Sales in the sector slumped 4.6 per cent during the first half of this year, compared with the latter half of 1997. Sugar, published by Attic Futura, experienced its first drop in sales, falling year on year by three per cent and period on period by just over five per cent to 459,984.
Emap Elan's More was down almost 15 per cent year on year to 305,167, while DC Thomson's title, Shout, suffered a 17.7 per cent drop year on year to 171,089.
Attic Futura enjoyed greater success with B, which was launched in May 1997. It turned in a respectable average sale of 212,444, up six per cent on its first ever ABC six months ago.
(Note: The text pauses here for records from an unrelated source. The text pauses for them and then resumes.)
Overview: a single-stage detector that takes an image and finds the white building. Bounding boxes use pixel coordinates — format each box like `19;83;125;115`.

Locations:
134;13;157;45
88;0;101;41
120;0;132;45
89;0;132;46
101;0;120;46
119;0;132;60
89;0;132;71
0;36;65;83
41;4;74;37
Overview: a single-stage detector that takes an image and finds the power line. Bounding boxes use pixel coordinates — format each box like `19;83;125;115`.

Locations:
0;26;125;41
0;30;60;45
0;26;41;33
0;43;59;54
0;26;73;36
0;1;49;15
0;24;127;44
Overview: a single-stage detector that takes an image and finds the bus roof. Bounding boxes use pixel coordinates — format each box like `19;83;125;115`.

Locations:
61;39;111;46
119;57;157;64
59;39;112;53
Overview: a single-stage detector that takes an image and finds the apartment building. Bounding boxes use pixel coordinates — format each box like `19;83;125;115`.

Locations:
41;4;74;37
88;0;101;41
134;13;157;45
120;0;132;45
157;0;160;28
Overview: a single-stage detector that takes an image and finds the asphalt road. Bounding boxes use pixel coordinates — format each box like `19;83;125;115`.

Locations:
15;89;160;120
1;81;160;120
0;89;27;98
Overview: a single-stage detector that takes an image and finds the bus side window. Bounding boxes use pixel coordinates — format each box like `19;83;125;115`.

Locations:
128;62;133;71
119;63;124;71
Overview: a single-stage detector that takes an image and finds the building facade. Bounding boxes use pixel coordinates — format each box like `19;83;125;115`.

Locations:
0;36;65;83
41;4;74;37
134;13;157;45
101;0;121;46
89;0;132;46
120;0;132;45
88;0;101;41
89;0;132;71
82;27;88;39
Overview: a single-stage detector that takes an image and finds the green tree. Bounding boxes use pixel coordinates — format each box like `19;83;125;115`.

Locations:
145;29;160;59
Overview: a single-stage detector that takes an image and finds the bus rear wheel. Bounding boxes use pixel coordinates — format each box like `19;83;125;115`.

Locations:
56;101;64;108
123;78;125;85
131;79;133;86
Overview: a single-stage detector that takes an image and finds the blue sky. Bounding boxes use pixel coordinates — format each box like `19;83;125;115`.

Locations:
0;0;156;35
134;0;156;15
TV Hits was also up a massive 21 per cent period on period to 281,889, and up three per cent year on year. Emap Metro's Smash Hits remained static year on year at 383,191, while BBC Magazines Top of the Pops rose 3.4 per cent to 436,488 year on year.
IPC has managed to reverse the decline of its teen titles, Mizz and 19, following a substantial investment programme which kicked off last year. Mizz did dip 1.5 per cent year on year to 111,476, but period on period managed to nudge circulation up by one per cent. Meanwhile, 19 was up a substantial 8.3 per cent year on year to 172,104.
Chris Boyd, managing director of IPC Southbank, emphasised IPC's intent to up its stake in the teenage market. "Now 19 and Mizz are stable, we are looking at acquiring or launching in this sector. We are very focused on getting back into that market. We can't just have two titles."
Commenting on the overall decline of the teen market, Attic Futura' publisher of TV Hits, Mary McGovern, admitted: "The market has reached a plateau and now come to a point where its coming down somewhat."